O que pode parecer um transtorno - o tempo da gestação, de nove anos em vez de nove meses - ajudou a cumprir seu intento, como explica o autor. Interlocutores tinham motivos vários para querer evitá-lo: repressores temiam a revelação de crimes, perseguidos receavam expor a memória. Insistiu. E foi assim que, depois de tentar de 2003 a 2011, ouviu de policiais que estiveram na tocaia que assassinou seu biografado os pormenores - sobretudo o fato de ele estar desarmado. Nem todas as revelações envolviam dor.

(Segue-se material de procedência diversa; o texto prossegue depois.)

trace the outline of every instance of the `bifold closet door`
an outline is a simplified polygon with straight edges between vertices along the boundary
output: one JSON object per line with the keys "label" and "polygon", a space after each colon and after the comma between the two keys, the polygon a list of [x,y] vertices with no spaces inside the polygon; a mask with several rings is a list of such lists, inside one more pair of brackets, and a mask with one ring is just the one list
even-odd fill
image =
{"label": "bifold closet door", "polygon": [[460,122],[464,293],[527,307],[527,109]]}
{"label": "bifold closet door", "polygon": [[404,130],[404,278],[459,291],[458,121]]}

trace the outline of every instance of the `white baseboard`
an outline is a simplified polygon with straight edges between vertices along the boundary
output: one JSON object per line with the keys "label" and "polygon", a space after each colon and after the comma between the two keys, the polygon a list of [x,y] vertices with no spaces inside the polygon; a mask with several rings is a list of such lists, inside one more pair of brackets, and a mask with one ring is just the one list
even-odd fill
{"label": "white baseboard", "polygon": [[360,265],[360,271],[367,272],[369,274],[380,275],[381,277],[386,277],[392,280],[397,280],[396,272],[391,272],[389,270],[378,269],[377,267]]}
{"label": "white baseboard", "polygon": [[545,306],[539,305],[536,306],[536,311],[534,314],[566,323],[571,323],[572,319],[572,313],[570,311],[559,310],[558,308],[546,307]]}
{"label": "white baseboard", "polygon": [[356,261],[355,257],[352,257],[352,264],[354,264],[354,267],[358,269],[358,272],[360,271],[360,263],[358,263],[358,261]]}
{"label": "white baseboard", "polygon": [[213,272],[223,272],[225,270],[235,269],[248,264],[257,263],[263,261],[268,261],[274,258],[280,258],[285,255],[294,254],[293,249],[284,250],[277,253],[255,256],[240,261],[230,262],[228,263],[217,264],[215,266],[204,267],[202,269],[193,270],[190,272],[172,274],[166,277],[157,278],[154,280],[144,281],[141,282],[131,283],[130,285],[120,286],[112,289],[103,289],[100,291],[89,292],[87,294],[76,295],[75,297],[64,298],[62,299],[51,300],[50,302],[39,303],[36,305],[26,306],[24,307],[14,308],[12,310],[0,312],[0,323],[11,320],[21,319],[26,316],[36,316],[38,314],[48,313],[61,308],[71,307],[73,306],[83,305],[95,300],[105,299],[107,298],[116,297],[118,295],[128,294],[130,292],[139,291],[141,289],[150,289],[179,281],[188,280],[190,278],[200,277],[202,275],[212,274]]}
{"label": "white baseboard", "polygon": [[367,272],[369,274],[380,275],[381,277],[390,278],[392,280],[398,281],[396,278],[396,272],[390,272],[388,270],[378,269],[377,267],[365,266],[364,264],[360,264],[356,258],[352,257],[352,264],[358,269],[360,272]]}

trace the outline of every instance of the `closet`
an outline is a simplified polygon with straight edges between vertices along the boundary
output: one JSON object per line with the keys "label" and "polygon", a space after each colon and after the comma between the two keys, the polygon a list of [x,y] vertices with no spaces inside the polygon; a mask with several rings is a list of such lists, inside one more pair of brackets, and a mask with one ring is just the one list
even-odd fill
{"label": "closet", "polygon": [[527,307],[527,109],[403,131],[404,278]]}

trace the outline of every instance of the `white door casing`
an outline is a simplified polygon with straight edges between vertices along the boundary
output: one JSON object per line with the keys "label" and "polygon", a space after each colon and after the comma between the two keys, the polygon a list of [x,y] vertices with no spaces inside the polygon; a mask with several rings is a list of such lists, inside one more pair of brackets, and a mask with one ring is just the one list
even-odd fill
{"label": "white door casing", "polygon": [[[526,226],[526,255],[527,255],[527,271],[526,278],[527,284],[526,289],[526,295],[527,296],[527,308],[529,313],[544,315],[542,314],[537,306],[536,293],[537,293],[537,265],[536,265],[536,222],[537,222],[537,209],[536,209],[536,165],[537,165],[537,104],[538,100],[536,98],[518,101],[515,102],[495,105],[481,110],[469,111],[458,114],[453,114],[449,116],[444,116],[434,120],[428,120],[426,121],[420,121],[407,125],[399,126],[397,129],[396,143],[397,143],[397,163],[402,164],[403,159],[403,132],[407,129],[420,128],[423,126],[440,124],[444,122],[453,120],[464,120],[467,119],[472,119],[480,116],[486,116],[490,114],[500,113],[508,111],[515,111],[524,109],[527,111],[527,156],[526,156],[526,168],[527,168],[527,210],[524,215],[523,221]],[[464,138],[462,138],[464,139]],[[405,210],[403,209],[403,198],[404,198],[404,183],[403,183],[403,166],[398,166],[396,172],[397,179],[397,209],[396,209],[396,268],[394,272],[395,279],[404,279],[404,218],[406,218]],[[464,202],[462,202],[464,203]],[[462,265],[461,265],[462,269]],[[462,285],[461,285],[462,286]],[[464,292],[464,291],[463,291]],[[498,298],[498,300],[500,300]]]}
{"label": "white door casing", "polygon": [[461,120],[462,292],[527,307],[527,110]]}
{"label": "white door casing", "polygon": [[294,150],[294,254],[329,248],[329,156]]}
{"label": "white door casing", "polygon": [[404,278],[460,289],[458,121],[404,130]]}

Clara Charf, companheira de Marighella, resistiu anos até lhe dizer como tinha sido o primeiro beijo trocado: numa romântica caminhada dos dois pelo Rio, na década de 1940. Poucos relatos, como explica o biógrafo, deram a dimensão da barbárie como o do empresário francês Jacques Breyton, militante da Resistência Francesa que esteve preso em Montluc, prisão administrada por Klaus Barbie, conhecido como "Carniceiro de Lyon". Nas mãos da equipe do delegado Sergio Paranhos Fleury, Breyton relata que sofreu muito mais do que na dos nazistas.
Marighella é "hoje objeto de desinteligência apaixonada, o que confirma que o personagem sobreviveu à morte física", define seu biógrafo. Um clipe dos Racionais MC´s sobre o guerrilheiro virou fenômeno midiático, com milhões de exibições no YouTube. A dimensão da presença de Marighella se pode notar numa comparação com outro líder de esquerda, morto mais de duas décadas depois. Luiz Carlos Prestes (1898-1990), que se inclui entre os grandes protagonistas políticos do Brasil do século XX, é "de algum modo uma figura do passado", observa. Um homem para quem "o conformismo é a morte" tinha vocação para mártir? Seu biógrafo discorda: "Marighella tinha vocação para viver, amava a vida, viveu intensamente".